While PII believes consideration should be given to making it permanent, the scheme was roundly criticised by members of the committee as anti-democratic.

They queried whether it was simply a mechanism allowing land owners to speculate and drive up the value of their assets by gaining planning permission. Several said the process should be brought to an end.

Under legislation, the system will run until the end of the year, but the Minister for Housing has the authority to extend it to the end of 2021.

Independent Senator Victor Boyhan said great financial strain had been placed on communities in taking judicial review proceedings in an effort to halt developments sanctioned under the scheme.

“I believe that the SHD should be scrapped,” he said. “It is an affront on democracy; it’s an affront on the democratic planning process; it does not permit elected representatives in local councils around this country to participate in the development of sustainable communities.”
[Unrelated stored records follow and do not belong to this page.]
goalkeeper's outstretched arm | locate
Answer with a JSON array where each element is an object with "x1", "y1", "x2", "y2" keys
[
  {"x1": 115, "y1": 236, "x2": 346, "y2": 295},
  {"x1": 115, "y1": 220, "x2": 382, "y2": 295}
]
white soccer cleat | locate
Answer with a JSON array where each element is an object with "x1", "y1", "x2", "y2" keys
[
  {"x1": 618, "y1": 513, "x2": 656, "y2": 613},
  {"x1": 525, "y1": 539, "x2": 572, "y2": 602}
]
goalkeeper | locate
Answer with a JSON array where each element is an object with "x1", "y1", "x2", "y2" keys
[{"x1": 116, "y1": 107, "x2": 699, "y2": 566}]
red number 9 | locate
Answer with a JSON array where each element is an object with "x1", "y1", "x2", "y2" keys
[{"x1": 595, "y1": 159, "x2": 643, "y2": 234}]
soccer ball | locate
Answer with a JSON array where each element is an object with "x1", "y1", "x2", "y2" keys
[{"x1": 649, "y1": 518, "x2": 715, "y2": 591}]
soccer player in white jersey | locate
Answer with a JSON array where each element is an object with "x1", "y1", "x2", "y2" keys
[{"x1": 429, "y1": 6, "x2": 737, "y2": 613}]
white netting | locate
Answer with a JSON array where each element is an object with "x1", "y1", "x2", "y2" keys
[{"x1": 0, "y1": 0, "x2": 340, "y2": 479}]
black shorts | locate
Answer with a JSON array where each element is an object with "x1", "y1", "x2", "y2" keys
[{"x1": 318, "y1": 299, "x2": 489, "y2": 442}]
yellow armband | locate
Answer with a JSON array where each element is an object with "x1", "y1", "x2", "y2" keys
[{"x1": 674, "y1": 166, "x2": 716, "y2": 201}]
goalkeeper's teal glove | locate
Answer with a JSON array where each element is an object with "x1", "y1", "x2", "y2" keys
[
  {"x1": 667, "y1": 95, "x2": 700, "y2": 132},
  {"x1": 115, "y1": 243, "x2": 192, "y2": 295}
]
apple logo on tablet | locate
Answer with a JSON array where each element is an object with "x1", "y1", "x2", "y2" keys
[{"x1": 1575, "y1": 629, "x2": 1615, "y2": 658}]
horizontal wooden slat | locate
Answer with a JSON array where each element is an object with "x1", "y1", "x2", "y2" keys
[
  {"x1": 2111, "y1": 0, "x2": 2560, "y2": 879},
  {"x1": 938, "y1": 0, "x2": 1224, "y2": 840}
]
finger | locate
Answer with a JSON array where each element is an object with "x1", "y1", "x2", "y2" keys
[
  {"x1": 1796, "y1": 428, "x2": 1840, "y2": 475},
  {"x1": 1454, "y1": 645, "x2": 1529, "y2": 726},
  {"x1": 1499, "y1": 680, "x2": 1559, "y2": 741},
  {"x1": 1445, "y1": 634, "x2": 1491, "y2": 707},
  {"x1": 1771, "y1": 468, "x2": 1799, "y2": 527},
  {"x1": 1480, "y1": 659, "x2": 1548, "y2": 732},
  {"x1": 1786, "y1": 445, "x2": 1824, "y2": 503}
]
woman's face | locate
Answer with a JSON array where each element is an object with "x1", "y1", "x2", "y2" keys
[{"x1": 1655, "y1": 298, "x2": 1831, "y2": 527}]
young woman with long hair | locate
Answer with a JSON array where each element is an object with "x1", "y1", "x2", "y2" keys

In his opening remarks to the committee, Joe Corr, president of the Irish Planning Institute (IPI), said it was his organisation's belief that where possible decisions ought to be made at local level and it argued for greater local authority resources.

However, he said the results garnered from the SHD process constituted “a considerable achievement”.

“Our membership is anxious to avoid a scenario where planning permissions granted under the strategic housing development process will be used by developers or speculators to increase the value of land, rather than the delivery of housing,” he said.

This issue was raised on a number of occasions, particularly by Solidarity-People Before Profit TD Mick Barry who said he knew speculation was an issue in which landowners took advantage of the system to inflate the value of assets before selling them on.

“The people who are losing out on that are generally speaking middle-income working people who are looking for an affordable home and who can’t get their hands on it,” he said. “That’s a scandal.”

Sinn Fein's Eoin Ó Broin said the policy was designed simply to bypass the democratic planning process, while Fianna Fail's Darragh O'Brien called on the Government to revert to the old local authority based system.

Earlier this month Minister for Housing Eoghan Murphy confirmed that a review of the legislation that created the strategic housing development scheme had been completed. "Changes will be made," he told the Dáil.

Separately, The Cabinet on Tuesday held a discussion on housing after Finian McGrath, the Independent Alliance Minister of State, raised the photograph of a young boy eating his dinner off a piece of cardboard on Dublin’s O’Connell Street.

The photograph of the homeless boy was widely shared on social media in recent days and sparked a general discussion at Cabinet on housing and homelessness.

Government sources said efforts to track down the boy and his family to provide assistance had so far provided unsuccessful.